Philips is a company from the Netherlands, they do make stuff in Germany thou. I was very happy with performance of Philips Xtreme Vision too but they lasted only about a year on average for me. It made sense to go with LEDs to get better performance and what was more important to us with two cars - longevity and cost effectiveness.
I'm assuming you drive at night a lot. With regard to convenience, it's easy to change bulbs. Was it easy to convert to LED? PXV bulbs are low cost, IMO. Was converting to LEDs low cost? PXV (and all halogen bulbs) put out enough heat to (usually) melt snow and ice that gets on them. LED don't put out much heat. What do you do when it's heavily snowing sticky wet snow and your LED don't melt it?
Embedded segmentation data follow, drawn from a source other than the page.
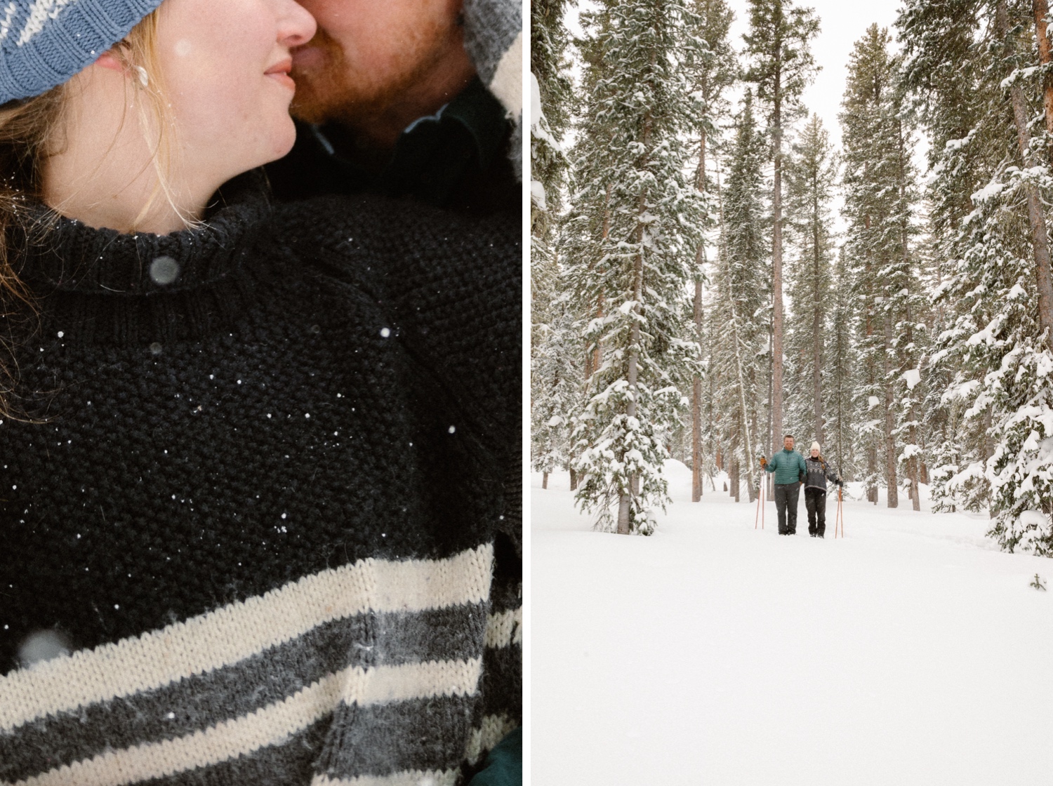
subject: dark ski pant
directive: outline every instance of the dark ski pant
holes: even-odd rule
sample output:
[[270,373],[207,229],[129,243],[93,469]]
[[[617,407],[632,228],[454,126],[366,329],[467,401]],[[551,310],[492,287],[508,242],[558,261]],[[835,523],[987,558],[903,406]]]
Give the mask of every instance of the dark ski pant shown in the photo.
[[804,489],[804,507],[808,508],[808,533],[820,538],[827,531],[827,492],[821,488]]
[[797,533],[797,500],[800,483],[775,484],[775,509],[779,513],[779,535]]

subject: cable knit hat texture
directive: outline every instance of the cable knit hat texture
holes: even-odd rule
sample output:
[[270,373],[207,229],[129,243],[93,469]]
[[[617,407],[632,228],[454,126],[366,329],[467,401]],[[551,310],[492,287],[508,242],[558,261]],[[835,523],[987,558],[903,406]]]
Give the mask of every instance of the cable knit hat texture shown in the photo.
[[519,0],[464,0],[464,49],[512,120],[509,158],[522,182],[523,16]]
[[94,63],[161,0],[0,0],[0,104]]

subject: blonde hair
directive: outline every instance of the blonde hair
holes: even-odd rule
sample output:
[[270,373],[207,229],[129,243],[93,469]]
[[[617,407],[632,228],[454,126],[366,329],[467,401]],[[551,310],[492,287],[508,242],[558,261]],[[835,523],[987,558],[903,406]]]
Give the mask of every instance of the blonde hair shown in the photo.
[[[168,188],[172,117],[164,99],[158,60],[158,20],[159,9],[156,9],[115,46],[133,77],[135,89],[143,97],[133,103],[139,108],[138,120],[151,146],[147,165],[157,174],[157,185],[134,224],[150,213],[159,198],[173,203]],[[9,401],[18,378],[14,337],[16,323],[25,319],[24,306],[32,305],[31,294],[19,280],[13,263],[12,253],[17,249],[12,245],[16,230],[32,243],[42,240],[47,228],[54,225],[54,215],[49,216],[51,220],[33,224],[27,206],[43,200],[44,165],[48,158],[62,150],[69,90],[71,82],[65,82],[40,96],[0,106],[0,319],[3,320],[0,345],[7,358],[7,362],[0,362],[0,417],[18,418]],[[193,223],[185,217],[183,221],[187,225]],[[17,307],[20,303],[22,308]]]

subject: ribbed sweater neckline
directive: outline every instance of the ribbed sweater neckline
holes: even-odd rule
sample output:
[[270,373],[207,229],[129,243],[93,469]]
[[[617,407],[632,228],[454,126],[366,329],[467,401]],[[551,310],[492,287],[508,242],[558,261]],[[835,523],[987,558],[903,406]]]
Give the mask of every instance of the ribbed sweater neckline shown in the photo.
[[207,286],[237,270],[239,249],[271,215],[269,197],[262,170],[245,173],[217,193],[202,226],[170,235],[125,235],[64,217],[48,220],[49,211],[37,205],[31,208],[31,223],[43,220],[47,228],[25,243],[20,275],[35,289],[43,285],[81,294],[132,296]]

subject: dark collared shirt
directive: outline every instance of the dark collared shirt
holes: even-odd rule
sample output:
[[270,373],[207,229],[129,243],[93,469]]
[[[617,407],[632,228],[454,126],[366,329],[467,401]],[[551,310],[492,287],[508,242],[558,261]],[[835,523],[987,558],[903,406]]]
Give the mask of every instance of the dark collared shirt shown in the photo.
[[518,210],[520,188],[505,155],[510,130],[504,107],[476,78],[411,123],[379,169],[346,155],[354,141],[339,125],[297,123],[292,153],[266,170],[281,201],[369,193],[476,216]]

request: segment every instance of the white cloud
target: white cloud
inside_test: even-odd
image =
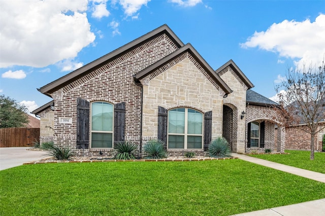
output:
[[[296,65],[319,63],[325,53],[325,14],[315,21],[284,20],[273,23],[266,31],[255,32],[242,48],[258,47],[278,53],[280,57],[298,59]]]
[[[104,38],[104,34],[103,34],[103,32],[101,30],[99,30],[96,33],[97,33],[97,34],[98,34],[98,36],[101,39]]]
[[[35,111],[39,107],[35,101],[31,101],[30,100],[23,100],[20,102],[20,105],[24,105],[28,111],[28,113]]]
[[[285,77],[282,77],[280,75],[278,75],[276,80],[275,80],[274,82],[274,83],[278,84],[286,81],[286,78]]]
[[[193,7],[202,2],[202,0],[170,0],[173,3],[176,3],[180,6]]]
[[[94,6],[93,8],[91,16],[98,19],[101,19],[103,17],[108,17],[110,15],[110,12],[106,9],[106,1],[93,1]],[[98,2],[98,5],[94,4],[94,2]]]
[[[47,68],[44,68],[44,69],[43,69],[42,70],[40,70],[40,72],[41,72],[41,73],[50,73],[50,72],[51,72],[51,69],[50,69],[50,68],[49,68],[48,67]]]
[[[122,6],[126,16],[133,16],[142,6],[147,6],[150,0],[119,0],[119,3]],[[137,17],[136,16],[136,17]]]
[[[3,78],[17,79],[21,80],[26,77],[26,74],[23,70],[16,70],[14,71],[11,70],[5,72],[1,75]]]
[[[118,30],[118,26],[120,25],[119,23],[115,21],[112,21],[109,24],[109,26],[113,28],[113,35],[116,35],[117,34],[120,35],[121,32]]]
[[[280,98],[279,98],[279,94],[281,94],[283,95],[285,95],[286,94],[286,92],[284,90],[280,90],[278,93],[277,93],[275,95],[269,97],[269,99],[270,100],[272,100],[273,101],[275,101],[277,103],[278,103],[280,101]]]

One time when I was in a 07 Jeep Wrangler LJ in Winter in a blizzard at dusk, visibility became zero. I had to stop. The heavy snowfall made near whiteout conditions, but worse still was my headlights were covered with heavy wet snow. I brushed headlights off and then continued driving. Every few miles I had to stop, get out, and brush off headlights again. It was miserable and dangerous.
That was with Wrangler stock halogen headlights. Normally stock halogen headlights melt snow faster than it can accumulate, but in a heavy wet snowfall even stock halogen bulbs can get overwhelmed. LED would have been much worse in a heavy wet snowstorm because LED make little heat. If my Jeep had LED headlights, I would have been stranded.
In my 99 Jeep Cherokee and my 97 Buick Park Ave I have Philips Xtreme Vision halogen bulbs.
My Philips Xtreme Vision bulbs put out enough heat (slightly more heat than stock AC Delco halogen) to (so far) always melt snow faster than it can accumulate. The PXV are also much brighter than ACD and same useful slightly yellowish color.
Everyone knows that halogen bulbs create some heat due to some inefficiency, but in winter conditions heated headlights can be a God send.